As I approach the large glass doors it strikes me as symbolic that for this part of the exhibit you can see what's coming up ahead. This is the last time this is true for the exhibit, as in the next sections visitors are forced around corners to immediately confront things they may not expect. This seem to be symbolic of the whole build up towards Nazi Germany. From afar, people could see it coming as if through glass doors, but as they got closer and finally passed through the doors, it was too late to turn around and leave, but had to continue turning corners to find surprises they couldn't even imagine. Once inside the doors, the first thing I encounter is a large glass display on the right built into the wall. Inside it displays several tradition Jewish artifacts such as the torah, prayer shawls (talis), Hanukah menorah, and prayer books. Captions on the glass contextualize the objects and describe their use, while a few feet further down the wall a display reads, "Keeping Traditions: Jewish Origins and the Diaspora".
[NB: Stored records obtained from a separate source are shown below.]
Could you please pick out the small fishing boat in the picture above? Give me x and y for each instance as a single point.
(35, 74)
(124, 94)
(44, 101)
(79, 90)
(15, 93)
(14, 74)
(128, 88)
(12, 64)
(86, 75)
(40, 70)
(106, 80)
This part of the exhibit is characterized by high ceilings, light grey walls, and small, opaque widows letting in more light than can be found in the rest of the exhibit. Along the left wall, from the floor to the high ceilings, are large family portrait style photographs of various European Jewery. Most contain no captions but feature Jewish Europeans of all ages and sexes, both pictured alone and together as families. Superimposed between the pictures are various family trees showing the geneology of several European Jewish families over several generations. Farther down the right side of the wall is a large, color coded world map taking up almost the entire wall. The map is part of the "Jewish Diaspora" display and features pictures of Jewish religious artifacts found in various places across the map in vastly different time periods.
This first part of the hall seems to serve what many people have found to be an absence in Israel's and the US's national Holocaust museums. My research on other Holocaust Museums found that complaints are often made that they fail to contextualize Jewish life in Europe before the rise of Nazi power. There are frequently complaints and fears the people will leave such museums no wiser to the power of discrimination, but rather thinking that the Jews were somehow "destined" for the Holocaust. A proper understanding of Jewish culture and life before the Holocaust is essential to understanding that it can happen to anyone. The images of Jewish life before the Holocaust serve to personalize the victims to be more than 1 of 6 million victims. In viewing these images, I began to compare them to similar style pictures of my family and imagine them up on the wall. The pictures serve to contextualize the visitor within the context of a Jew in Germany and begin to imbue them with the feeling of "experiencing" the Holocaust. As Geoffrey Short points out of a different museum, "A misconception, and one that the museum planners were especially keen to avoid was the view of Jewish history as synonymous with persecution" (Short 15). For this reason as well, a discussion of Jewish culture before the Holocaust is essential.
This particular hall also addresses another main complaint against other museums; that they often begin their discussion of anti-Semitism with Germany in the 1880s. In the Houston museum, the large map display of the Jewish Diaspora is superimposed on the bottom by a timeline of Anti-Semitism which starts with Spain in the year 306 and continues through France, Italy, Germany, and Switzerland before reaching Germany in 1881. Overhead, about 20 feet in the air, a large black screen displays one of the museum's core messages, "It happened. Therefore it can happen again: This is the core of what we have to say" a quote by Primo Levi. Just passed here, the hall ends with a large display tablet reading, "Loss of civil liberties: Third Reich targets the Jews". Protruding from the display, a glass display case houses the first English translation of Hitler's book, "Mein Kampf" or "My Struggle". Through the glass display case I can almost feel the aged texture of the book, visible along the edges and binding. This display symbolizes the beginning of the end for the German Jews.